Potential Energy Surfaces of Various Accuracy for Bio-molecular Simulations

Molecular simulation lies at the heart of physically-inspired atomistic approaches to computational chemistry and biochemistry. The potential energy surfaces that describe basic molecular interactions are the algorithmic core of all molecular simulations, and together with the computer programs that implement them, they define the central cyberinfrastructure in this field.

We have brought together a consortium of UK and US experts in molecular simulation, force field development, optimization and HPC and computer science, providing a unique combination of complementary skills. Our aim is to exploit these skills to address the software challenges that arise when the mathematical models of potential energy surfaces become more accurate but algorithmically more complex, in order to create robust, sustainable software that will ultimately be disseminated to simulators world-wide. This proposal is for travel funding to allow the consortium to further develop the collaboration and ideas for a potential full scientific proposal in early 2012. As such, many of the specifics are not clearly defined, and our main aim of this travel proposal will be to utilise this funding to facilitate face to face meetings to fully scope and define a full scientific proposal.

One of the goals of this travel funding grant will be to further explore opportunities for achieving the maximum societal and economic impact from this project. The potential impact of any full scientific proposal is described below.

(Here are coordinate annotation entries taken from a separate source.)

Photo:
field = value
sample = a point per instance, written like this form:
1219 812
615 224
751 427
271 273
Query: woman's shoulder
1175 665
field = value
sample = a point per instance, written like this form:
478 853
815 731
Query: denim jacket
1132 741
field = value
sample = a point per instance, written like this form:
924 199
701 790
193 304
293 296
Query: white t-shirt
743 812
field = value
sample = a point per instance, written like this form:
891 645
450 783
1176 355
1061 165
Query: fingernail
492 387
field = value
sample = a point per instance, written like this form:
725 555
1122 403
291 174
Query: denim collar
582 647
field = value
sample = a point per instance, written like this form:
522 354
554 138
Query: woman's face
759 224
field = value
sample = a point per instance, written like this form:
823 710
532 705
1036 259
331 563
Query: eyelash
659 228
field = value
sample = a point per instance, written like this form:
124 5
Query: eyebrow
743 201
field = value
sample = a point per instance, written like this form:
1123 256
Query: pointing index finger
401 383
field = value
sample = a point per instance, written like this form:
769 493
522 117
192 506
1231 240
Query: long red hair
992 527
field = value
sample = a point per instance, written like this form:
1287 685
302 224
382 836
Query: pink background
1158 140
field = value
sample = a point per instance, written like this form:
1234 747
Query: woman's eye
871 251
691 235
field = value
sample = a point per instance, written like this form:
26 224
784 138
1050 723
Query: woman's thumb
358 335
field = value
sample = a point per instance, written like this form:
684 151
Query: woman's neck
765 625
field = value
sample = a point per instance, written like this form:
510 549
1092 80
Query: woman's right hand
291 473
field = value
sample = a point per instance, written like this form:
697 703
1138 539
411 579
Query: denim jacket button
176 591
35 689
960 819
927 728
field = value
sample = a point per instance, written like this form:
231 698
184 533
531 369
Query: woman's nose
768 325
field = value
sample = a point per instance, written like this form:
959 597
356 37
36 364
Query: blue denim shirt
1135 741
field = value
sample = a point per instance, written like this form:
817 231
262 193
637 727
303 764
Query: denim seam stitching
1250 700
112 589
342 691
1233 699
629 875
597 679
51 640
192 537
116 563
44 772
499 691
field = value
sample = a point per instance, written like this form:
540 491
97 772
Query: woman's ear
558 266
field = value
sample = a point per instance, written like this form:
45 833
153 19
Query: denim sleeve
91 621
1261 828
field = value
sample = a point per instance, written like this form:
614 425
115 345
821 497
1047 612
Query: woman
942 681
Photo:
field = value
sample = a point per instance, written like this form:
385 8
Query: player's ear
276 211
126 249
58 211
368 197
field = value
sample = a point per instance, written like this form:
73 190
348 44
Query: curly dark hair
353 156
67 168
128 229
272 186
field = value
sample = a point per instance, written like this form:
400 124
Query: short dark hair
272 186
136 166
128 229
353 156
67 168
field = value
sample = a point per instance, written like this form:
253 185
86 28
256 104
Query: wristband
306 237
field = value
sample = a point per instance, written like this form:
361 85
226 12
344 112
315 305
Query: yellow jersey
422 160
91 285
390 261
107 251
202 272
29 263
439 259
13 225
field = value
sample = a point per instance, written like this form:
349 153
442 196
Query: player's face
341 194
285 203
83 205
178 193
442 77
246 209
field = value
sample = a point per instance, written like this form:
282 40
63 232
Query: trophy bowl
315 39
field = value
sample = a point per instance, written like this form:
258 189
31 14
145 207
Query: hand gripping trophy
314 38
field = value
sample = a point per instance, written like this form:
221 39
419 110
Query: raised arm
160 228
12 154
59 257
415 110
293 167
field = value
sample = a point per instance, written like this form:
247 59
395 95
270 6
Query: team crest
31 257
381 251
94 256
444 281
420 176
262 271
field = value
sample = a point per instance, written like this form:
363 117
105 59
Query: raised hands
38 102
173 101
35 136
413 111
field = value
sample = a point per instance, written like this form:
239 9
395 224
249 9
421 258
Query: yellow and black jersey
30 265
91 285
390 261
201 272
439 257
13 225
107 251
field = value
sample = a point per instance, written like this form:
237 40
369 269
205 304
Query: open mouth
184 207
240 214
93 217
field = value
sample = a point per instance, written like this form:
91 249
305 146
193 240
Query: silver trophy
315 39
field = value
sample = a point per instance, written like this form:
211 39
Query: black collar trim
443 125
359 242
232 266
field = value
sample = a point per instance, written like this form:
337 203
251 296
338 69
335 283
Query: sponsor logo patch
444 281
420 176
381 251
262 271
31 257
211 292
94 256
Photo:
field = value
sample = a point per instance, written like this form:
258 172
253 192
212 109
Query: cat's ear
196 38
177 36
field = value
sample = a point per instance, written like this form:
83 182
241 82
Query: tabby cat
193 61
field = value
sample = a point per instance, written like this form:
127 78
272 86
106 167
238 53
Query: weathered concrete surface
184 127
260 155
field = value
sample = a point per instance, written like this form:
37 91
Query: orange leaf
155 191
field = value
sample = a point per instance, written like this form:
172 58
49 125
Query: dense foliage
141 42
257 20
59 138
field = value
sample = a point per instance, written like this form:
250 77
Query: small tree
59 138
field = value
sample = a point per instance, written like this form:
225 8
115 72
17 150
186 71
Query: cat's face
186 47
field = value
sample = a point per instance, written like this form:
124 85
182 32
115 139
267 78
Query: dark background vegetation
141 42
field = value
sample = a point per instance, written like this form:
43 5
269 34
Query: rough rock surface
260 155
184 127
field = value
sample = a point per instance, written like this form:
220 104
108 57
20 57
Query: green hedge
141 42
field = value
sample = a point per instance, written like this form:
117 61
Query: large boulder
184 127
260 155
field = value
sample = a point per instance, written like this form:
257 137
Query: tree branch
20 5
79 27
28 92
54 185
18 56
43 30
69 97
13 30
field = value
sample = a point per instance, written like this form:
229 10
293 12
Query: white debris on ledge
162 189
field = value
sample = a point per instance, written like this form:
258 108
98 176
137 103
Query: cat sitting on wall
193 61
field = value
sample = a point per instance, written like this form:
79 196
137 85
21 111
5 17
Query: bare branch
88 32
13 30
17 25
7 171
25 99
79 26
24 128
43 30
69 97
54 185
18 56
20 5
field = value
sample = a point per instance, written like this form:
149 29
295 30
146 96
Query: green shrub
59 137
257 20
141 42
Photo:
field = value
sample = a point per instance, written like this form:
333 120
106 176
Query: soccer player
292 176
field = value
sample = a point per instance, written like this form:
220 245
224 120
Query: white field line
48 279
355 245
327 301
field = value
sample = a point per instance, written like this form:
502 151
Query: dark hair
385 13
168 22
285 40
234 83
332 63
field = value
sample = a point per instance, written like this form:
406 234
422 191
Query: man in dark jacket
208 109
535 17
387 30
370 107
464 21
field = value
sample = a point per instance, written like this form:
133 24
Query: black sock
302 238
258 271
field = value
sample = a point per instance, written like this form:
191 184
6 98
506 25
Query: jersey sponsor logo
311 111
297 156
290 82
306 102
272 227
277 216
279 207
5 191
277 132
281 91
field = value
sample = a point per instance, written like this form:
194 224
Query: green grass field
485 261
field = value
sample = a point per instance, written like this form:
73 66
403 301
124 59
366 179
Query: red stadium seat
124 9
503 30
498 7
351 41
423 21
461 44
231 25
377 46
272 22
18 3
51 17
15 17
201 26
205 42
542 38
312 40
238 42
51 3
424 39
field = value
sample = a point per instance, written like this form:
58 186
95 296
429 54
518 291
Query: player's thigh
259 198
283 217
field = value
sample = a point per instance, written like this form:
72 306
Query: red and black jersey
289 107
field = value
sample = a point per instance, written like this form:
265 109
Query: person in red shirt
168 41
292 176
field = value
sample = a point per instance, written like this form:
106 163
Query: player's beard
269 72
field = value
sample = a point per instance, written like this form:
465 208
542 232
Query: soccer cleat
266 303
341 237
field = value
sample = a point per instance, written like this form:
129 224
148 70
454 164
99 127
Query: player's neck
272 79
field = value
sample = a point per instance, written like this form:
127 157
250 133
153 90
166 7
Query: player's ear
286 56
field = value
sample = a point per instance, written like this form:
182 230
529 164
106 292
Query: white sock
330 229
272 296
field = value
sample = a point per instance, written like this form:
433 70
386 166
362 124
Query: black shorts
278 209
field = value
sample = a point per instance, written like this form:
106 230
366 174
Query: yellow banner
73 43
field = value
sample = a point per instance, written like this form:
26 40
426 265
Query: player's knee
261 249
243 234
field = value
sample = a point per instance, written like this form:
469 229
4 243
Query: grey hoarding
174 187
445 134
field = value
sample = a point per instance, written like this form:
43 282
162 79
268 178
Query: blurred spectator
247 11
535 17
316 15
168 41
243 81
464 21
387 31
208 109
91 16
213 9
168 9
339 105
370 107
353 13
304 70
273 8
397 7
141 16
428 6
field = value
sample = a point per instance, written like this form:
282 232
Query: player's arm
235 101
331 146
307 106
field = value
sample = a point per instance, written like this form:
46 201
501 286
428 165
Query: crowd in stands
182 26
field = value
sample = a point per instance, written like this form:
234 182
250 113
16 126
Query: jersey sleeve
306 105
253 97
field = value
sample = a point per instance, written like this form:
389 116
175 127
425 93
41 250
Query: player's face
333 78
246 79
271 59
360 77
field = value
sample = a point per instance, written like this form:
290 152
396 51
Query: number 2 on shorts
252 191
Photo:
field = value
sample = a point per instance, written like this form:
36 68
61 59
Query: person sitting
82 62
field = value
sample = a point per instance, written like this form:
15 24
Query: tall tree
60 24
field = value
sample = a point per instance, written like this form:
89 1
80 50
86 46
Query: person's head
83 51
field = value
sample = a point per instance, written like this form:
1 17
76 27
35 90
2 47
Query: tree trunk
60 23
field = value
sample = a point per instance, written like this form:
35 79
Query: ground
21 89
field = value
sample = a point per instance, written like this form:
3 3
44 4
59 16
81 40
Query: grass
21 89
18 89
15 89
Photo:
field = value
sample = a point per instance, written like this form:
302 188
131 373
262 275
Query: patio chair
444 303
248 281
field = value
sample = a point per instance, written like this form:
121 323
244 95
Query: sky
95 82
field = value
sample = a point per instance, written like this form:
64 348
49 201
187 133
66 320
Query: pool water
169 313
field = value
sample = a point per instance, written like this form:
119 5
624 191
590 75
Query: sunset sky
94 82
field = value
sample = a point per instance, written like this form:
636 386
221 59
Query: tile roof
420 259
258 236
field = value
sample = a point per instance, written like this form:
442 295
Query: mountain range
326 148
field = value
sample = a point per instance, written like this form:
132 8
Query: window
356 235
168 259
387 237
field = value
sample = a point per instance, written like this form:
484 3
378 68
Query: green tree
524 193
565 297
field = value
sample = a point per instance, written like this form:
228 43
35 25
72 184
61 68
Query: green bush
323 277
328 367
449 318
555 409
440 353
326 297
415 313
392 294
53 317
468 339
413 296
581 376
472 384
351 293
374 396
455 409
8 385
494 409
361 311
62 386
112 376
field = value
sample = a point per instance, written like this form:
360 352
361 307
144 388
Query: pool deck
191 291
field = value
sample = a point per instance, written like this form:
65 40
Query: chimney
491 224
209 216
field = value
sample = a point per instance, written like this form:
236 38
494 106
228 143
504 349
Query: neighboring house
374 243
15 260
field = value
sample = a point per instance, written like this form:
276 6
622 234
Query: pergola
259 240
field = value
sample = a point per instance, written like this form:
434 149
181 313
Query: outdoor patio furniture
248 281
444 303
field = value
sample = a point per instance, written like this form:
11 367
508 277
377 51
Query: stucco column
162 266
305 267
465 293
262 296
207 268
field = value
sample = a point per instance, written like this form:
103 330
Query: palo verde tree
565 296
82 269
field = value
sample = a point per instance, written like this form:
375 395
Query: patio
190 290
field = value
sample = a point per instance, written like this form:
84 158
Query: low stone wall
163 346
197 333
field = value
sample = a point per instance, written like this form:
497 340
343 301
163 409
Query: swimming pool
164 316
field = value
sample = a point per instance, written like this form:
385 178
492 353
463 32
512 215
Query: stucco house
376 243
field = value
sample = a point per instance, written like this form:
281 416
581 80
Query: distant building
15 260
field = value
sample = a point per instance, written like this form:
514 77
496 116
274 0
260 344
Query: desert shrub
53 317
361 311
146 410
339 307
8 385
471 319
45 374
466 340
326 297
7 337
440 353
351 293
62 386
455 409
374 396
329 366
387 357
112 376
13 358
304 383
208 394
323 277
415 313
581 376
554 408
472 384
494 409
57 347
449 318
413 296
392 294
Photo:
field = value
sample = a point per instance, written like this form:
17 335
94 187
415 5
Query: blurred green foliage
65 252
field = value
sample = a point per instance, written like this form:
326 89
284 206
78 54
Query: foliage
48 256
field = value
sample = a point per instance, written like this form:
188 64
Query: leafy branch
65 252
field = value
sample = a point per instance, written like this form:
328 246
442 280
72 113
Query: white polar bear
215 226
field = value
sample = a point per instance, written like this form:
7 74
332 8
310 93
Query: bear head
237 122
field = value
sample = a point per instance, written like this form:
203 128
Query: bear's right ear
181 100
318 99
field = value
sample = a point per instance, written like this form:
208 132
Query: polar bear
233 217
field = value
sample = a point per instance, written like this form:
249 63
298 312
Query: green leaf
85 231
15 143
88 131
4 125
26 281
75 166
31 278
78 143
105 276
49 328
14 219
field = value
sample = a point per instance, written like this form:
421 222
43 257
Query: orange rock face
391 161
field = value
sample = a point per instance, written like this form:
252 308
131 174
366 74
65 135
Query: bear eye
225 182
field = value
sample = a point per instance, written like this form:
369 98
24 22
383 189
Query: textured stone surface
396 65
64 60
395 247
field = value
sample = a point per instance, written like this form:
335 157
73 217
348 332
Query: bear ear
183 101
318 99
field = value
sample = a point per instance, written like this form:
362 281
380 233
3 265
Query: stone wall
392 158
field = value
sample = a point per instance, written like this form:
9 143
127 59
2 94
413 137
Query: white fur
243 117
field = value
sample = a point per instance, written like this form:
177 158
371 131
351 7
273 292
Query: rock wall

The molecular simulation codes described in the case for support have particular application to the area of drug development, an important and timely scientific area. Improved methods for quantitating ligand-receptor interactions is a major goal for both major Pharma and small Biotech companies and has the potential for societal and economic impact through improving health and quality of life. In addition, the codes can be applied to a range of alternative scientific areas with similar societal and economic impact.

Investigators Laughton and Essex form the basis of our adopters program, these users have close industrial links and in order to achieve impact in this area we plan to leverage existing contacts within these companies. In addition, this project has the potential to produce economic impact by providing early career researchers with appropriate skills for industry. Finally, the project has the potential to make considerable impact on the HPC industry and to policy makers involved in defining standards and software for future extreme systems.